Advertisement

A Faltering Confidence in the Call for Calm

Share
TIMES HEALTH WRITER

The anthrax skin infection in a New Jersey bookkeeper not only calls into question health officials’ reassuring messages about the disease, but could also force the government to significantly rethink its battle plan.

The infection was announced Monday, just hours after federal officials told the nation that there was almost no chance that they could contract the disease if they had not handled an anthrax-laced letter.

Doubt has now been cast on that theory. The 51-year-old woman is not a postal worker or a mail room employee. She doesn’t work for a media company. And she doesn’t recall handling any suspicious package at home or at work.

Advertisement

Federal officials declined to speculate on how the woman was infected.
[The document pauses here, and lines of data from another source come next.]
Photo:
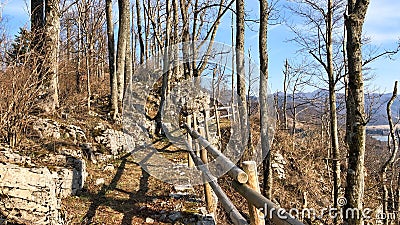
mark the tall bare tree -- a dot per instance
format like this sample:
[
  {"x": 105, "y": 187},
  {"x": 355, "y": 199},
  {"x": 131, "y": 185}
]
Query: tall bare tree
[
  {"x": 123, "y": 39},
  {"x": 263, "y": 94},
  {"x": 37, "y": 23},
  {"x": 241, "y": 80},
  {"x": 51, "y": 47},
  {"x": 111, "y": 57},
  {"x": 393, "y": 149},
  {"x": 355, "y": 114},
  {"x": 322, "y": 19}
]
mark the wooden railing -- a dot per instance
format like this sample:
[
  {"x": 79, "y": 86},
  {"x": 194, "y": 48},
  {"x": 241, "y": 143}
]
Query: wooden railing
[{"x": 245, "y": 179}]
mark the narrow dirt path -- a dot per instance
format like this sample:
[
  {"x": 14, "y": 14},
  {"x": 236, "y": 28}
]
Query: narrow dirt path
[{"x": 129, "y": 195}]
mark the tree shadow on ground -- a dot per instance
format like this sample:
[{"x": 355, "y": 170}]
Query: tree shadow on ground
[{"x": 130, "y": 208}]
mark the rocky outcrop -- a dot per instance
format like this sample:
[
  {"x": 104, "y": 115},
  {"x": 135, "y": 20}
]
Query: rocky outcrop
[
  {"x": 278, "y": 165},
  {"x": 47, "y": 128},
  {"x": 32, "y": 195},
  {"x": 29, "y": 195},
  {"x": 71, "y": 179},
  {"x": 116, "y": 141}
]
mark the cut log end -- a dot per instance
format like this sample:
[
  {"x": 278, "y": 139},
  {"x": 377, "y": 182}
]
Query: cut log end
[{"x": 242, "y": 178}]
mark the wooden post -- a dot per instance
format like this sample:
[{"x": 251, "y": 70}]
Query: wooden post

The case raises the possibility, however, that she received a letter that was “cross-contaminated,” meaning it somehow acquired anthrax spores from a contaminated letter sent through the same postal center.

If the woman was indeed infected by cross-contamination, “that will clearly cause some rethinking” of the government’s approach to this problem, said Dr. Linda Rosenstock, dean of the UCLA School of Public Health. “It means that the public would be in a different situation than we had thought.”

If the government concludes that it has defined too narrow a circle of exposure, officials might significantly expand prevention and treatment measures, including the distribution of antibiotics.

But health officials cautioned Monday that they don’t know how the woman was infected.

What most troubles some experts is what they consider a pattern of premature reassurances on the part of the government.

“The ineptitude of the response of our officials to this is unbelievable,” said Helen Schauffler, executive director of the Center for Health and Public Policy Studies at UC Berkeley. “They keep giving these false reassurances, and all it’s doing is undermining their credibility.”

Rosenstock said senior health officials’ comments “have sometimes swung to more certainty than we probably have. Being honest about what we don’t know and [do] know is critical. I don’t think we have been consistently good with information.”

Advertisement

This is not the first time that unfolding events have raised doubts about the government’s message. Earlier this month, public health officials said postal workers faced little risk of contracting anthrax from unopened envelopes. Less than a week later, two Washington, D.C., postal workers died of the inhaled form of the disease.

Acting New Jersey Health Commissioner Dr. George T. DiFerdinando Jr. said the public should expect differing statements as new facts emerge. “People expect and deserve honesty from us. That’s what they’re getting. Sometimes that’s confusing because the fact patterns are changing.”

At the Centers for Disease Control and Prevention in Atlanta on Monday, spokeswoman Cynthia Glocker said officials are still trying to understand what has happened in New Jersey.

“Right now we’re grappling with it, and we are sending people to New Jersey to get on the ground,” she said.

Early Monday, at two news conferences, federal authorities said there was little reason to think--based on disease reports and tests at post offices--that the general public could become ill from letters that have merely touched mail contaminated with anthrax.

Teams have tested 300 samples from 22 post offices that sort nongovernmental mail, and only one has come back positive.

Advertisement

“That suggests to us that it’s starting to look like nongovernmental mail was minimally affected by this, so far,” said Dr. Pat Meehan, director of the CDC’s environmental hazards division.

Sounding a more cautious note Monday night, Glocker said, “While it is not possible to eliminate the risk of anthrax, the risk to the general population is low and can be further reduced by being alert for specific packages and by hand washing after opening mail.”

Postal workers have consistently said they are concerned that anthrax-tainted letters may be contaminating other mail.

They “are concerned both for themselves and for the purpose of assuring the customers that [anthrax] is not traveling through the equipment and into the mail and causing widespread anthrax spores,” said Mark Van Wagner, vice president of the National Assn. of Letter Carriers, Branch 380, in Trenton, N.J.

DiFerdinando cautioned the public not to overreact to the latest confirmed case in New Jersey.

“While none of us are unmindful of possible implications here, I think we really have to show resolve in letting the facts lead us to what the case is and then we will deal with it,” he said. “We need to be fact-based. All of us need to be ready to deal with things as they come up.”